Eleven African recruitment recommendations
For 10 years I managed the recruitment and admission functions of Suffolk University’s satellite campus in Dakar, Senegal. We recruited students from all over Africa, enrolled students from more than 40 African countries and after two years the majority of students transferred to complete four-year undergraduate degrees either at Suffolk University in Boston or at other colleges and universities in the United States and Europe.
The students on the Dakar campus were among the best students we enrolled. My administrative experience in Dakar, while the most challenging in my career, was also the most rewarding.
However, I was often frustrated because the strategies used to implement successful international recruitment programs in other countries simply did not apply in Senegal. My African colleagues would caution: “It’s Africa.” I gradually began to realise that another set of recruitment and enrolment strategies, specific to Africa, had to be developed.
Before investing in an African strategic international recruitment plan I suggest the following:
• Be certain you know why your college or university is recruiting in Africa. Why should African students enrol in your school? Trying to communicate your differentiating value proposition is difficult. Think from the end before investing staff and financial resources.

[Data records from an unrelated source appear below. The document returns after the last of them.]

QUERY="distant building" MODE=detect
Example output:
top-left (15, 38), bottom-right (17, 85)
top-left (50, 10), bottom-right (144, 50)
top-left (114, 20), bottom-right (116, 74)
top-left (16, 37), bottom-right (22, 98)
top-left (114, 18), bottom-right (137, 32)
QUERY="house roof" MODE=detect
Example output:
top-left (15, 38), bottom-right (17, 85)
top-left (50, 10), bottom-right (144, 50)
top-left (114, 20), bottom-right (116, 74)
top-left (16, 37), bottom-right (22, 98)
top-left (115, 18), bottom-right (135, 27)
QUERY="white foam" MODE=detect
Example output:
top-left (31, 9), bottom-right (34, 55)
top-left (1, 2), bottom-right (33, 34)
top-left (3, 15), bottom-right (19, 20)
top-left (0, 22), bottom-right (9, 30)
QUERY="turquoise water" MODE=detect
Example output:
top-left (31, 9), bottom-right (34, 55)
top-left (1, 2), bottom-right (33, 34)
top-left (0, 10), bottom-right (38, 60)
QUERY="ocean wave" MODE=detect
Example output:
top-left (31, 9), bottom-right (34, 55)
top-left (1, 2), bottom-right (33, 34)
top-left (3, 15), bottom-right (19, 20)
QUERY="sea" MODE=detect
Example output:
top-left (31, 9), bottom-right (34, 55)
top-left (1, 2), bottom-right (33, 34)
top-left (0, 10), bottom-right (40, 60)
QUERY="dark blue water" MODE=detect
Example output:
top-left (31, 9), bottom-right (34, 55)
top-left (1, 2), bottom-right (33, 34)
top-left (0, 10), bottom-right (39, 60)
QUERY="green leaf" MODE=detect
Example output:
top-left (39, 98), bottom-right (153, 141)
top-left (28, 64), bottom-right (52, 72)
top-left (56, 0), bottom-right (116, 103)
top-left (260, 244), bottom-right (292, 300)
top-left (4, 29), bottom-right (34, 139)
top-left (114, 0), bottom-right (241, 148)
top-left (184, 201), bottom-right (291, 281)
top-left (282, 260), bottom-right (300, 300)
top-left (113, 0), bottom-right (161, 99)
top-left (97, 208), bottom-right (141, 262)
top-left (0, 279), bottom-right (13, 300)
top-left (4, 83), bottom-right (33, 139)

• Select one, maybe two, countries for recruitment. Do your homework. Research the selected countries. There are education indices for every African country that can provide a useful framework to begin your research on the issues and challenges for higher education enrolment in each country. Be certain your information highlights the African country best suited for the courses or degree programs offered by your school. African graduates, like all graduates, want to leave university with a degree that can translate into employment after graduation.
• Seek the advice of your African faculty, enrolled students, parents and alumni. Why did they enrol in your school? Why do they teach at your school?
• Be certain that there is one person on your administrative team that will ‘own’ your African international strategic plan; a person who is capable and willing to travel to Africa several times a year to supervise staff, monitor progress and adjust recruitment strategies when necessary.
• Be certain you have considered the competition from all other international colleges and universities already recruiting in Africa. What can you offer African students that your competitors cannot?
• Be certain that your institution is prepared to realise no immediate financial return and be prepared to offer scholarships as part of your recruitment plan.
• Be certain that you have accurately and adequately articulated to the president, trustees, treasurer, academic deans, faculty and staff why a decision was made to recruit in Africa and what can reasonably be expected from the initiative.
• Be certain that you have developed a relationship with staff in the ministry of education who can assist you with navigating local education laws and degree regulations.
• Be certain to collaborate with a local college or university and consider two-plus-two or three-plus-one agreements as part of your recruitment strategy.
• Be certain that there is an online or MOOC component in your international strategic recruitment plan for Africa.
• Be certain to develop strategic partnerships with some multinational organisations to create a robust internship program.